KNIME Server on AWS Marketplace User Guide

Introduction

KNIME Server is the enterprise software for team based collaboration, automation, management, and deployment of data science workflows, data, and guided analytics. Non experts are given access to data science via KNIME WebPortal or can use REST APIs to integrate workflows as analytic services to applications and IoT systems. A full overview is available here.

KNIME Server can be launched through the AWS Marketplace. There are several options:

With the introduction of the KNIME Server Large (PAYG) offering we fill a gap in our AWS Marketplace offerings. This type of installation gives you the opportunity to spin up a cloud instance, and connect it to scalable KNIME Executors, without major IT involvement, contracting and legal work as all payment is handled via Amazon.

The existing PAYG offerings (KNIME Server Small and Medium) don’t support usage of additional Executors, and KNIME Server Large BYOL requires purchasing a year-long license from our side.

KNIME Server Large (PAYG) support

In case you need help or support with the installation and setting of the KNIME Server Large (PAYG) instance please reach out to support@knime.com.

Architecture Overview

An overview of the general KNIME Server architecture is supplied. More detailed description of software architecture can be found in the KNIME Server Administration Guide.

KNIME Server Large (AWS)

KNIME Server Large supports configurations that allow for resilient architectures, to support scalability and high-availability.

For reference we’ve shown here one of the more complex architectures to support scaling KNIME Executors, and failover of the server instance to a new availability zone.

KNIME Server Large can be run as a single EC2 instance, in which case all of the guidance from above may be used.

KNIME Server Large Scalable architecture

Routine Maintenance

Starting KNIME Server

KNIME Server starts automatically when the instance starts using standard systemd commands.
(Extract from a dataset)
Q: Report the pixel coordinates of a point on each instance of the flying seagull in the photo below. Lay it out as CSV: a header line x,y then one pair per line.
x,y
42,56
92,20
Once the Tomcat application has started successfully, it will automatically launch an executor. This means that in normal operation you will not need the below command.

In the case that you need to start a stopped KNIME Server, it may be started using the following command at the terminal:

sudo systemctl start knime-server.service

Stopping KNIME Server

Stop the KNIME Server by executing the command:

sudo systemctl stop knime-server.service

Restarting KNIME Server

Restart the KNIME Server by executing the command:

sudo systemctl restart knime-server.service

Restarting the executor (KNIME Server Large - Distributed Executors)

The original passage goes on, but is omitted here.